A computational study of cutting-plane methods for multi-stage stochastic integer programs

TL;DR

This paper conducts a computational analysis of cutting-plane algorithms for multi-stage stochastic mixed-integer programming, comparing Benders', Integer L-shaped, and Lagrangian cuts, and proposing an enhancement strategy for efficiency.

Contribution

It reveals the relationship between Integer L-shaped cuts and Lagrangian dual solutions and introduces an alternating evaluation strategy to improve computational efficiency.

Findings

Integer L-shaped cuts are optimal solutions of the Lagrangian dual.

The proposed enhancement reduces the computational time of cut generation.

Preliminary results show improved performance on real-world problems.

Abstract

We report a computational study of cutting plane algorithms for multi-stage stochastic mixed-integer programming models with the following cuts: (i) Benders', (ii) Integer L-shaped, and (iii) Lagrangian cuts.
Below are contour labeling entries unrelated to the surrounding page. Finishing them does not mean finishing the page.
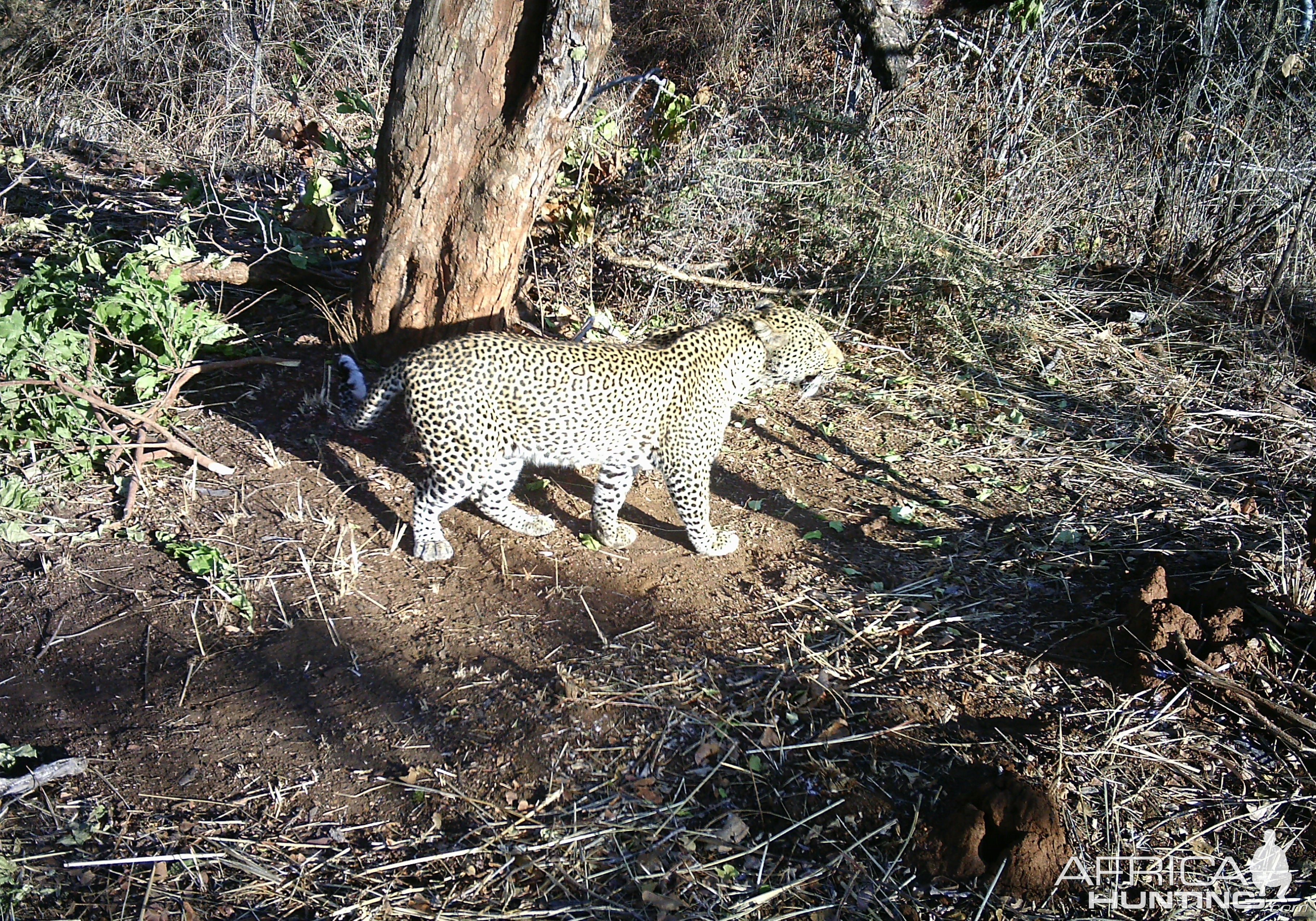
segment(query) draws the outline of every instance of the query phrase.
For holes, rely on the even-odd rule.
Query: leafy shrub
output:
[[[155,538],[164,546],[164,553],[204,579],[217,595],[237,608],[249,625],[251,624],[255,608],[246,592],[242,591],[238,567],[230,563],[224,554],[200,541],[179,541],[164,533],[157,533]]]
[[[188,251],[175,233],[107,267],[113,257],[105,247],[66,239],[0,292],[0,378],[62,380],[124,407],[161,396],[172,372],[238,332],[184,299],[176,271],[153,278],[153,266]],[[58,453],[76,478],[112,441],[82,400],[54,388],[0,388],[5,450]]]

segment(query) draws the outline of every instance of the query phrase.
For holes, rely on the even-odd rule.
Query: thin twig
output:
[[[712,275],[699,275],[697,272],[687,272],[674,266],[669,266],[666,262],[658,262],[657,259],[638,259],[636,257],[620,255],[607,243],[597,243],[599,251],[603,258],[616,266],[624,266],[626,268],[645,268],[659,275],[666,275],[674,278],[678,282],[691,282],[694,284],[707,284],[709,288],[728,288],[732,291],[753,291],[759,295],[775,295],[779,297],[786,297],[791,295],[804,296],[804,295],[830,295],[838,291],[849,291],[849,288],[828,287],[828,288],[778,288],[771,284],[758,284],[757,282],[741,282],[738,279],[729,278],[713,278]]]

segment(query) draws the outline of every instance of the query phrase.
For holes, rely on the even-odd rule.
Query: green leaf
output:
[[[913,522],[915,516],[917,514],[919,508],[916,505],[892,505],[891,510],[887,512],[887,517],[898,525],[908,525]]]
[[[0,771],[8,771],[20,758],[36,758],[37,750],[30,745],[12,746],[0,742]]]
[[[17,521],[4,521],[0,522],[0,541],[8,543],[28,543],[29,541],[36,541],[28,529],[20,525]]]
[[[41,493],[17,476],[0,482],[0,508],[16,512],[36,512],[41,507]]]
[[[288,42],[288,47],[292,49],[292,59],[300,70],[311,70],[311,53],[307,51],[305,46],[292,39]]]
[[[1041,25],[1042,13],[1046,12],[1042,0],[1009,0],[1009,17],[1019,22],[1024,32]]]

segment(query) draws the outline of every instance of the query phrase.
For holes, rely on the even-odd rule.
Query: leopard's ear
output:
[[[791,341],[791,337],[786,333],[778,333],[775,329],[767,325],[767,321],[762,317],[754,317],[754,334],[763,339],[763,345],[767,346],[769,351],[775,351],[786,346]]]

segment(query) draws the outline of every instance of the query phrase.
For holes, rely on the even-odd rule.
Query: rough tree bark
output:
[[[362,350],[505,324],[611,36],[608,0],[412,0],[354,297]]]
[[[917,20],[973,16],[1009,0],[836,0],[841,18],[858,33],[863,57],[883,89],[904,86]]]

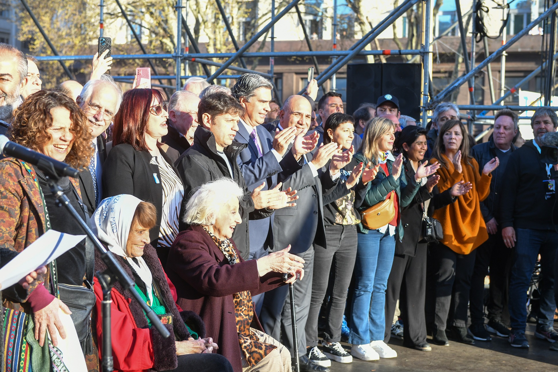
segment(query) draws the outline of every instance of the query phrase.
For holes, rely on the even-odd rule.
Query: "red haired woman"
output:
[[[156,89],[135,89],[124,94],[114,117],[113,147],[103,168],[103,198],[129,194],[157,209],[157,225],[150,239],[163,267],[178,233],[184,188],[172,160],[161,150],[169,114]]]

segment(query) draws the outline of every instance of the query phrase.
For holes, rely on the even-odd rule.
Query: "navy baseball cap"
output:
[[[391,94],[384,94],[380,96],[380,98],[378,98],[378,103],[376,103],[376,107],[377,107],[386,102],[391,102],[396,106],[398,110],[399,109],[399,100]]]

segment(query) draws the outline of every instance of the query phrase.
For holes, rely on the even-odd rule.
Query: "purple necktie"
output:
[[[256,136],[256,128],[252,130],[252,133],[250,133],[250,137],[252,137],[252,141],[256,144],[256,148],[258,149],[258,158],[261,158],[263,156],[263,154],[262,153],[262,147],[259,146],[259,142],[258,141],[258,137]]]

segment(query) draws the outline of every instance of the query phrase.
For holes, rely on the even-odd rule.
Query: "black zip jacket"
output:
[[[513,152],[516,150],[517,150],[517,147],[514,146],[513,144],[512,144],[509,151]],[[497,155],[496,146],[494,145],[494,140],[491,138],[488,142],[479,144],[473,146],[471,148],[470,155],[471,156],[475,158],[477,163],[479,163],[479,171],[482,175],[484,165],[494,159]],[[498,212],[498,207],[499,205],[500,198],[502,196],[502,189],[505,184],[502,179],[505,170],[505,169],[496,168],[492,171],[492,180],[490,183],[490,194],[488,194],[488,198],[480,202],[480,212],[482,213],[483,217],[485,222],[488,222],[496,217]],[[499,219],[498,217],[496,218],[497,221]]]
[[[500,226],[536,230],[554,230],[552,208],[556,196],[545,200],[543,180],[548,180],[546,165],[533,141],[513,152],[504,173],[499,206]],[[551,170],[551,178],[556,176]],[[554,221],[558,222],[555,212]]]
[[[237,158],[247,146],[235,141],[225,147],[223,152],[229,159],[230,168],[234,173],[233,178],[238,186],[244,190],[244,195],[239,201],[239,212],[242,222],[237,225],[233,233],[232,239],[240,251],[242,258],[248,259],[250,252],[248,237],[248,220],[259,220],[271,216],[273,211],[266,209],[254,209],[254,202],[250,196],[251,192],[246,187],[240,173]],[[183,231],[189,226],[184,222],[186,214],[186,203],[192,196],[194,190],[201,185],[223,177],[230,177],[229,169],[224,160],[217,153],[215,137],[210,131],[199,126],[194,133],[194,145],[186,150],[175,164],[178,173],[184,185],[184,198],[180,208],[179,218],[179,230]]]

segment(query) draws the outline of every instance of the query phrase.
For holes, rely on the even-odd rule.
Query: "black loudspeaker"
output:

We first show that Integer L-shaped cuts correspond to one of the optimal solutions of the Lagrangian dual problem, and, therefore, belong to the class of Lagrangian cuts. To efficiently generate these cuts, we present an enhancement strategy to reduce time-consuming exact evaluations of integer subproblems by alternating between cuts derived from the relaxed and exact computation. Exact evaluations are only employed when Benders' cut from the relaxation fails to cut off the incumbent solution. Our preliminary computational results show the merit of this approach on multiple classes of real-world problems.